Por outro lado, como contribuições contundentes da teoria psicogenética podem ser citados, por exemplo: a) a possibilidade de estabelecer objetivos educacionais uma vez que a teoria fornece parâmetros importantes sobre o 'processo de pensamento da criança' relacionados aos estádios do desenvolvimento; b) em oposição às visões de teorias behavioristas que consideravam o erro como interferências negativas no processo de aprendizagem, dentro da concepção cognitivista da teoria psicogenética, os erros passam a ser entendidos como estratégias usadas pelo aluno na sua tentativa de aprendizagem de novos conhecimentos (PCN, 1998); c) uma outra contribuição importante do enfoque psicogenético foi lançar luz à questão dos diferentes estilos individuais de aprendizagem; (PCN, 1998); entre outros.

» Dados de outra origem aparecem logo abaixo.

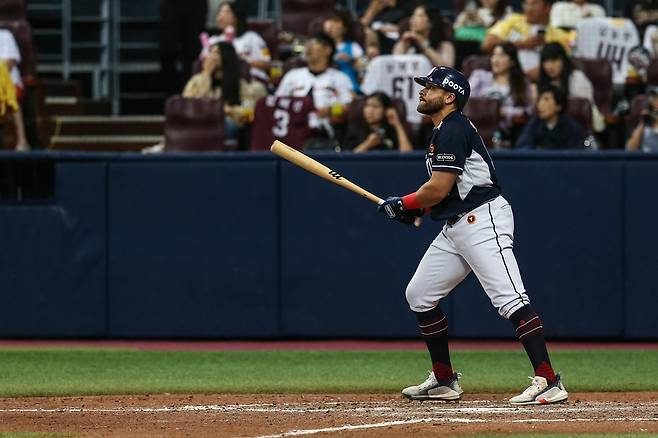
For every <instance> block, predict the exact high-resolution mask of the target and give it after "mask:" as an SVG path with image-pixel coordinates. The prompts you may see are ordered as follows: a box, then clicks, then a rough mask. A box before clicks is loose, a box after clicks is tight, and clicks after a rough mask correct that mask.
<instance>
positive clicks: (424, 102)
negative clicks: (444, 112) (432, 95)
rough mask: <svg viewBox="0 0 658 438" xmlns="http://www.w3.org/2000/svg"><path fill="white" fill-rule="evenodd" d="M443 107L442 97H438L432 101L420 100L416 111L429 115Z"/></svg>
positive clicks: (433, 113)
mask: <svg viewBox="0 0 658 438" xmlns="http://www.w3.org/2000/svg"><path fill="white" fill-rule="evenodd" d="M441 109H443V102H442V101H441V100H440V99H436V100H434V101H432V102H428V101H427V100H425V101H422V100H421V101H420V102H418V106H417V107H416V111H418V112H419V113H421V114H425V115H428V116H431V115H432V114H435V113H438V112H439V111H441Z"/></svg>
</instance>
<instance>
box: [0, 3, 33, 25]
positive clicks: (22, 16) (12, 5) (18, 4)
mask: <svg viewBox="0 0 658 438" xmlns="http://www.w3.org/2000/svg"><path fill="white" fill-rule="evenodd" d="M26 18H27V17H26V15H25V0H2V1H0V19H2V20H3V21H19V20H26Z"/></svg>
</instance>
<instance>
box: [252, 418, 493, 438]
mask: <svg viewBox="0 0 658 438" xmlns="http://www.w3.org/2000/svg"><path fill="white" fill-rule="evenodd" d="M435 421H442V422H449V423H482V422H486V420H481V419H471V418H417V419H412V420H395V421H384V422H382V423H370V424H356V425H352V424H346V425H344V426H336V427H324V428H322V429H303V430H291V431H288V432H283V433H277V434H274V435H259V436H257V437H254V438H282V437H286V436H300V435H314V434H316V433H326V432H342V431H346V430H359V429H362V430H363V429H377V428H380V427H390V426H406V425H408V424H418V423H430V422H435Z"/></svg>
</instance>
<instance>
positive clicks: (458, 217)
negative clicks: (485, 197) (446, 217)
mask: <svg viewBox="0 0 658 438" xmlns="http://www.w3.org/2000/svg"><path fill="white" fill-rule="evenodd" d="M498 196H499V195H496V196H494V197H493V198H491V199H487V200H486V201H484V202H483V203H482V204H480V205H478V206H477V207H475V208H478V207H480V206H481V205H484V204H486V203H488V202H491V201H493V200H494V199H496V198H497V197H498ZM475 208H474V209H473V210H475ZM473 210H471V211H473ZM468 213H469V212H468V211H465V212H463V213H459V214H456V215H454V216H452V217H449V218H448V219H446V223H447V224H448V225H450V226H453V225H455V224H456V223H457V222H458V221H459V219H461V218H462V217H464V216H466V215H467V214H468Z"/></svg>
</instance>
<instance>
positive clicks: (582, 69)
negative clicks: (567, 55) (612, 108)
mask: <svg viewBox="0 0 658 438" xmlns="http://www.w3.org/2000/svg"><path fill="white" fill-rule="evenodd" d="M573 61H574V65H575V66H576V67H577V68H580V69H581V70H582V71H583V73H585V76H587V78H588V79H589V80H590V81H591V82H592V86H593V87H594V102H595V103H596V106H597V107H598V108H599V110H600V111H601V112H602V113H603V114H604V115H607V114H610V112H611V111H612V103H613V86H612V66H611V65H610V61H608V60H607V59H580V58H574V60H573Z"/></svg>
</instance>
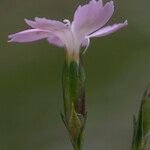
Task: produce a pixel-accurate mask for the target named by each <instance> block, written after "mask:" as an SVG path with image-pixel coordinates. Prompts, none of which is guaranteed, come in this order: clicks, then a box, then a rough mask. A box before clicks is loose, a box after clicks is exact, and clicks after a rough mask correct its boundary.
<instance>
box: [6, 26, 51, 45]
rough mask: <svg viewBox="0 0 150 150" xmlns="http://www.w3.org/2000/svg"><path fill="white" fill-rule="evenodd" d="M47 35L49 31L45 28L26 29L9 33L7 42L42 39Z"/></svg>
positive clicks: (33, 40) (38, 39)
mask: <svg viewBox="0 0 150 150" xmlns="http://www.w3.org/2000/svg"><path fill="white" fill-rule="evenodd" d="M49 35H51V32H49V31H47V30H40V29H28V30H24V31H22V32H18V33H15V34H11V35H9V36H8V38H9V39H10V40H9V42H20V43H25V42H33V41H37V40H40V39H44V38H47V37H48V36H49Z"/></svg>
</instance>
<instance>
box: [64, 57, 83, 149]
mask: <svg viewBox="0 0 150 150" xmlns="http://www.w3.org/2000/svg"><path fill="white" fill-rule="evenodd" d="M62 85H63V101H64V115H62V119H63V122H64V124H65V126H66V128H67V130H68V133H69V137H70V140H71V143H72V145H73V147H74V150H81V149H82V143H83V134H84V126H85V120H86V113H85V73H84V67H83V63H82V56H80V58H79V60H77V61H76V60H70V59H68V57H66V60H65V63H64V68H63V75H62Z"/></svg>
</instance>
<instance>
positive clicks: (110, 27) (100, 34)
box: [88, 20, 128, 38]
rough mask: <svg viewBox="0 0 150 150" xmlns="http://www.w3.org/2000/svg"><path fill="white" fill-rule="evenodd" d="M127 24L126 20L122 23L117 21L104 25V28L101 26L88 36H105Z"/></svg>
mask: <svg viewBox="0 0 150 150" xmlns="http://www.w3.org/2000/svg"><path fill="white" fill-rule="evenodd" d="M127 25H128V22H127V20H126V21H125V22H124V23H119V24H114V25H112V26H106V27H104V28H101V29H100V30H98V31H96V32H94V33H92V34H91V35H89V36H88V37H89V38H91V37H102V36H106V35H109V34H111V33H114V32H116V31H118V30H119V29H121V28H124V27H126V26H127Z"/></svg>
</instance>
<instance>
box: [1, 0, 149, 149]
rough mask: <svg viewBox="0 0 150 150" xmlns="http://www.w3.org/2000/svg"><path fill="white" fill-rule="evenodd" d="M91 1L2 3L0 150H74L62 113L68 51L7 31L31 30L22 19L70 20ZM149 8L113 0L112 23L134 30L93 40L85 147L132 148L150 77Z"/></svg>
mask: <svg viewBox="0 0 150 150" xmlns="http://www.w3.org/2000/svg"><path fill="white" fill-rule="evenodd" d="M86 2H87V1H85V0H80V1H79V0H25V1H24V0H1V1H0V150H70V149H72V147H71V144H70V141H69V139H68V136H67V132H66V130H65V127H64V125H63V123H62V122H61V118H60V111H61V110H62V91H61V71H62V65H63V61H64V50H63V49H59V48H56V47H54V46H51V45H49V44H48V43H47V42H46V41H38V42H35V43H29V44H14V43H13V44H10V43H7V35H8V34H10V33H14V32H18V31H21V30H23V29H26V28H27V25H26V24H25V23H24V18H28V19H32V18H34V17H36V16H38V17H47V18H51V19H58V20H63V19H65V18H67V19H71V18H72V16H73V13H74V11H75V9H76V8H77V6H78V5H79V3H81V4H83V3H86ZM105 2H106V1H105ZM149 6H150V1H149V0H142V1H141V0H115V13H114V16H113V18H112V19H111V21H110V22H109V24H113V23H116V22H122V21H124V20H125V19H128V22H129V26H128V28H126V29H123V30H121V31H119V32H116V33H114V34H113V35H111V36H108V37H103V38H97V39H94V40H92V42H91V45H90V47H89V49H88V51H87V53H86V54H85V57H84V64H85V68H86V77H87V83H86V103H87V109H88V120H87V126H86V138H85V147H84V149H85V150H130V147H131V141H132V132H133V130H132V129H133V123H132V120H133V114H136V115H137V111H138V108H139V104H140V99H141V97H142V93H143V91H144V89H145V87H146V85H147V83H148V82H149V79H150V26H149V24H150V19H149V15H150V9H149ZM91 13H92V12H91Z"/></svg>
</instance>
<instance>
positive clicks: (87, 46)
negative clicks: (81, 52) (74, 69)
mask: <svg viewBox="0 0 150 150" xmlns="http://www.w3.org/2000/svg"><path fill="white" fill-rule="evenodd" d="M85 39H86V40H87V45H86V47H85V49H84V50H83V52H82V54H85V52H86V51H87V49H88V47H89V45H90V38H89V37H85Z"/></svg>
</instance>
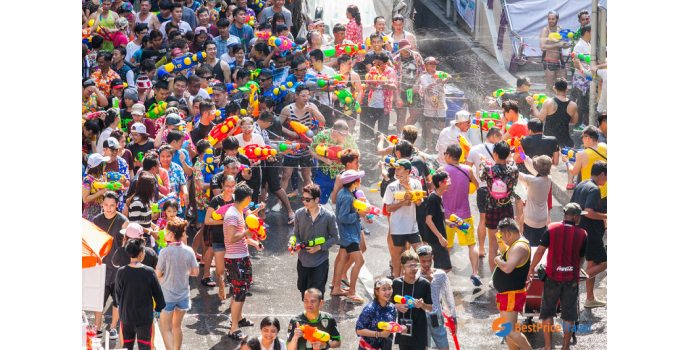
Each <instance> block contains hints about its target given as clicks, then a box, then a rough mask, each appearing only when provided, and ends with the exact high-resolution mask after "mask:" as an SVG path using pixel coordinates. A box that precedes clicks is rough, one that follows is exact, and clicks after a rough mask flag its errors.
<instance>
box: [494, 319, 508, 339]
mask: <svg viewBox="0 0 690 350" xmlns="http://www.w3.org/2000/svg"><path fill="white" fill-rule="evenodd" d="M512 328H513V323H512V322H509V321H508V319H507V318H505V317H499V318H497V319H496V320H494V323H493V325H491V329H493V330H494V332H496V333H494V334H496V335H497V336H499V337H505V336H507V335H508V334H509V333H510V330H511V329H512Z"/></svg>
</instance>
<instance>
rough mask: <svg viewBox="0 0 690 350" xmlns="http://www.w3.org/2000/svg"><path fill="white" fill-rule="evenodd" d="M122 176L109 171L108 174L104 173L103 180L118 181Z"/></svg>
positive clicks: (107, 173) (106, 173) (119, 174)
mask: <svg viewBox="0 0 690 350" xmlns="http://www.w3.org/2000/svg"><path fill="white" fill-rule="evenodd" d="M123 176H124V175H122V174H120V173H118V172H114V171H109V172H107V173H105V178H106V179H107V180H108V181H120V179H121V178H122V177H123Z"/></svg>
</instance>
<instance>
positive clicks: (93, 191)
mask: <svg viewBox="0 0 690 350" xmlns="http://www.w3.org/2000/svg"><path fill="white" fill-rule="evenodd" d="M108 160H110V157H103V156H102V155H100V154H98V153H93V154H91V155H90V156H89V159H88V161H87V169H86V177H84V179H82V183H81V187H82V188H81V198H82V201H83V202H84V210H83V212H82V214H81V217H83V218H84V219H86V220H89V221H91V222H93V219H94V218H95V217H96V216H97V215H98V214H100V213H101V211H102V207H101V203H103V195H104V194H105V193H106V192H108V191H109V190H108V189H107V188H101V189H97V188H96V187H95V183H96V182H105V181H106V179H105V176H104V175H103V169H105V164H106V163H105V162H106V161H108Z"/></svg>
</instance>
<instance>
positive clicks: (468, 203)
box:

Em resumo, conforme aponta Coll (1992), as relações entre teoria psicogenética x educação, apesar dos complicadores decorrentes da "dicotomia entre os aspectos estruturais e os aspectos funcionais da explicação genética" (idem, p. 192) e da tendência dos projetos privilegiarem, em grande parte, um reducionismo psicologizante em detrimento ao social (aliás, motivo de caloroso debate entre acadêmicos*), pode-se considerar que a teoria psicogenética trouxe contribuições importantes ao campo da aprendizagem escolar.

5. Considerações finais

A referência deste nosso estudo foi a teoria de Piaget cujas proposições nucleares dão conta de que a compreensão do desenvolvimento humano equivale à compreensão de como se dá o processo de constituição do pensamento lógico-formal, matemático. Tal processo, que é explicado segundo o pressuposto de que existe uma conjuntura de relações interdependentes entre o sujeito conhecedor e o objeto a conhecer, envolve mecanismos complexos e intrincados que englobam aspectos que se entrelaçam e se complementam, tais como: o processo de maturação do organismo, a experiência com objetos, a vivência social e, sobretudo, a equilibração do organismo ao meio.

Em face às discussões apresentadas no decorrer do trabalho, cremos ser lícito concluir que as idéias de Piaget representam um salto qualitativo na compreensão do desenvolvimento humano, na medida em que é evidenciada uma tentativa de integração entre o sujeito e o mundo que o circunda. Paradoxalmente, contudo - no que pese a rejeição de Piaget pelo antagonismo das tendências objetivista e subjetivista - o papel do meio no funcionamento do indivíduo é relegado a um plano secundário, uma vez que permanece, ainda, a predominância do indivíduo em detrimento das influências que o meio exerce na construção do seu conhecimento.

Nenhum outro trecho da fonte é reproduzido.